Forse, dopo aver scomodato sì alti principi, potrebbe valer la pena concludere richiamando il mito perenne di Antigóne [6] dove il conflitto si ripropone ogni volta che l'applicazione della regola giuridica si misura con la realtà sociale e con una valutazione etica.

Avv.ti Giovanni Cerri e Alessandro Di Battista - Delegati di Cassa Forense



[1] Depositato in data 17.2.2015.

[2] Divieto di prestazioni personali o patrimoniali ex art. 23 Cost.; violazione dei principi di capacità contributiva e di progressività di cui all'art. 53 Cost. - atteso che la prestazione contributiva minima era indipendente dal reddito professionale effettivamente prodotto ed era altresì irragionevole e retroattiva - nonché il precetto di cui all'art. 33 Cost., potendo il libero esercizio della professione forense essere collegato unicamente al superamento dell'esame di Stato.

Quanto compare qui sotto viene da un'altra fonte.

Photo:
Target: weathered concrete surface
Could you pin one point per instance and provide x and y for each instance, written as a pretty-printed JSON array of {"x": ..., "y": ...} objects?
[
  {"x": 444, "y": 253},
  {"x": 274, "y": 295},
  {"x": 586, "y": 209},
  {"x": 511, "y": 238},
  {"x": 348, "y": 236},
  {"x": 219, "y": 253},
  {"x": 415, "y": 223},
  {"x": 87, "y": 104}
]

[3] Artt. 15 e 21 della Carta dei diritti fondamentali dell’Unione Europea.

[4] Definitivamente approvato con nota ministeriale del 7 agosto 2014 e pubblicato sulla G.U. 20 agosto 2014.

[5] Eventuali limitazioni all'esercizio dei diritti e delle libertà riconosciuti devono essere previste dalla legge e rispettare il contenuto essenziale di detti diritti e libertà. Nel rispetto del principio di proporzionalità, possono essere apportate limitazioni solo laddove siano necessarie e rispondano effettivamente a finalità di interesse generale riconosciute dall'Unione o all'esigenza di proteggere i diritti e le libertà altrui.

[6]Sofocle ha rappresentata la tragedia di Antigóne nel 442 a.C.